Originally published November 24, 2016 on cocktailmonkey.blog

There are no managers, no team leads, no titles, no nothing. How does anything get done? Who is leading what? Please explain how stuff actually happens in this communistic, egalitarian, agile world that we’ve now entered. Does everyone lead everything? Isn’t that a cluster****?

I’ve been getting these questions more frequently over the past few months. So, here is my take on leadership in a flat, agile organization.

  1. Yes, there is a leader, or perhaps two. Each effort should have one or two people leading it.

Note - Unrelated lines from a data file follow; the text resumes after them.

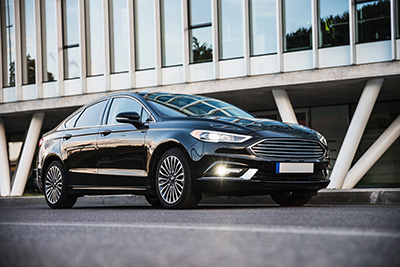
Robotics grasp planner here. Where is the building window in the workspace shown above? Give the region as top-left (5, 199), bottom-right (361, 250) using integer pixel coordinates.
top-left (219, 0), bottom-right (243, 59)
top-left (135, 0), bottom-right (156, 70)
top-left (356, 0), bottom-right (390, 43)
top-left (283, 0), bottom-right (312, 52)
top-left (41, 0), bottom-right (57, 82)
top-left (189, 0), bottom-right (213, 63)
top-left (319, 0), bottom-right (350, 47)
top-left (161, 0), bottom-right (183, 67)
top-left (396, 0), bottom-right (400, 38)
top-left (21, 0), bottom-right (36, 84)
top-left (250, 0), bottom-right (277, 56)
top-left (1, 0), bottom-right (15, 87)
top-left (63, 0), bottom-right (80, 79)
top-left (109, 0), bottom-right (129, 73)
top-left (85, 0), bottom-right (104, 76)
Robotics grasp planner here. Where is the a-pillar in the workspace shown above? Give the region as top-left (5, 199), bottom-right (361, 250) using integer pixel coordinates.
top-left (11, 113), bottom-right (44, 196)
top-left (0, 118), bottom-right (11, 196)
top-left (328, 79), bottom-right (384, 189)
top-left (272, 89), bottom-right (298, 123)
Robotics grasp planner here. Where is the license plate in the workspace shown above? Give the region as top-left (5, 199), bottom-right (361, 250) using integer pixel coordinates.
top-left (276, 162), bottom-right (314, 173)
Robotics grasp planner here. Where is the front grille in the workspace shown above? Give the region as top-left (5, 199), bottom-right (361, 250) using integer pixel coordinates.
top-left (249, 139), bottom-right (325, 160)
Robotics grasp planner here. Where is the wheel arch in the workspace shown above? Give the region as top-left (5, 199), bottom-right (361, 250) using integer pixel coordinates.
top-left (146, 140), bottom-right (192, 194)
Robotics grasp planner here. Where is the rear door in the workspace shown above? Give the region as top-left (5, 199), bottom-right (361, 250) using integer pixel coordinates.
top-left (97, 96), bottom-right (151, 189)
top-left (61, 100), bottom-right (108, 188)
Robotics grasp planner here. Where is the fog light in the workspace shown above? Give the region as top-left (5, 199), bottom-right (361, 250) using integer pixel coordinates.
top-left (215, 165), bottom-right (243, 176)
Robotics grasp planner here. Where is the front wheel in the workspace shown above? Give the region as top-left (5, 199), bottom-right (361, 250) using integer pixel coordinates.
top-left (271, 192), bottom-right (315, 207)
top-left (44, 161), bottom-right (77, 209)
top-left (155, 148), bottom-right (201, 209)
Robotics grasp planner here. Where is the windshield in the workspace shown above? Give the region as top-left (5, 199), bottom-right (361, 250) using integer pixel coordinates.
top-left (146, 93), bottom-right (254, 118)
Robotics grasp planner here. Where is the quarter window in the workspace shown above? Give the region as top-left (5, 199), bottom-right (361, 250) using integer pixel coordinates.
top-left (75, 100), bottom-right (107, 128)
top-left (107, 97), bottom-right (150, 124)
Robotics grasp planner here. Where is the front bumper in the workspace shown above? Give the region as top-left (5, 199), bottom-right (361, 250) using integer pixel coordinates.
top-left (193, 144), bottom-right (330, 196)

Having a whole team try to lead something is likely to end up in hot mess land.
  2. The person who has the most passion, the skill, and the time should step forward and volunteer to lead the thing (design process, tech talk program, budgeting committee, whatever it is).
  3. That person might ask for a co-lead if the effort is large, if there is someone who wants to learn how to lead such a thing, or for many other reasons.
  4. Sometimes there is a person who has the passion and the time, but not all the skill to lead the thing. They should step up and volunteer, and ask for a co-lead who can teach them the skill.
  5. The leader(s) need not do all the work on the thing. They simply make sure that the thing gets done. The actual work involved may include all members of their team, people from multiple teams, or people from across the org.
  6. When the thing is done, the leaders go on with life, perhaps leading nothing for a bit, perhaps volunteering to lead other things that need doing.
  7. Everyone can lead something. Even the newest team member, or the most junior, can step forward and volunteer to be responsible for some small task. Owning retrospective items is a great first place to start. Learning how to lead and growing that ability over time is absolutely expected and required.

How is this different than in a hierarchical organization? Or one with team leads or other named, designated leader-type people?

  1. People get to choose the efforts they want to lead.
  2. No one person is required or expected to lead every single thing that needs leading.
  3. More people get to flex their leadership skills and grow them.
  4. Efforts still have actual leaders.
  5. You don’t have to wait to get to some level before you are allowed to lead something.
  6. Everyone is, at times, a leader and a not-leader, and can become great at both roles.

Removing titles and hierarchy does not mean a devolution into chaos. Rather, it means replacing fixed roles and responsibilities with structures, processes, and the ability for anyone to choose to take on a role or a set of responsibilities. Try it, you and your coworkers might just like it!